HCA’s letter to the Board warns, “We are concerned that public support for the (Affordable Care Act) will erode as more and more consumers encounter these types of tax problems and face exposure to IRS debts and penalties.” The group also alleges that Covered California’s failure to correct subsidy forms has caused some consumers to not be able to receive tax credits or amend their tax returns.

Many of Covered California problems began when it awarded $360 million to Accenture in 2012 to design as a supposedly automated exchange and enrollment system. But the Health Consumer Alliance claims that after two years, staff still have only limited ability to update the computer program used to determine consumers’ eligibility for exchange coverage under Medi-Cal, the state’s Medicaid program.

When first launched in September 2013, there were major usability problems, including: 1) lack of login link on the landing page; 2) five different sets of security questions; 3) demanding tax returns for young children; 4) inability to go back and forward through the application without being closed out; and 5) demands to verify income without a way to file proof, according to Chilmark Research.

With only about 1.2 million people signing up for Covered California in 2014, versus a 2 million enrollee expectation, the exchange responded to its system failures by obtaining an additional $155 million in federal dollars to use mostly humans to process enrollments.

But the health plans on the Covered California exchange, like Anthem Blue Cross and Blue Shield of California, had also overstated the size of their provider networks. Over a quarter of the physicians listed as in-network were not taking Covered California patients, or were no longer at their supposed network location, according to state reports. As a result, errors led to big unforeseen medical bills charged to patients when they unwittingly ventured to out-of-network doctors for surgery or medical tests.
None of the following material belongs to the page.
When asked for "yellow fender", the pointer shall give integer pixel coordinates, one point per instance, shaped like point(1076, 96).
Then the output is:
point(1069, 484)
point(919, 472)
After a year of pain for consumers, only 65 percent of Covered California’s 2014 customers re-enrolled in 2015. The rest bailed out, despite state penalties for not carrying health insurance. Although Covered California claimed it would add 500,000 more members, only 7,098 additional members “selected a plan” in 2015.

During a raucous board meeting on Thursday, Covered California Executive Director Peter Lee promised that the exchange has re-committed to resolving the issues quickly by adding staff. He also noted that “a very small percentage” of consumers file appeals when rejected.

“The challenges with big IT, it does not necessarily mean nimble IT,” Lee said. “We’re working to speed those up. But the issue of having effective and as prompt as possible resolution to appeals is something we take very seriously.”

Despite all the administrative failures and network disasters, Breitbart News reported last month that Covered California would increase its rates by 4 percent next year–at least three times the rate of inflation.

Obamacare was sold to the American public as an opportunity to save $2,500 a year for a family of four. But family members enrolled in Covered California will each be paying another $384 in Northern California and $296 in Southern California in 2016.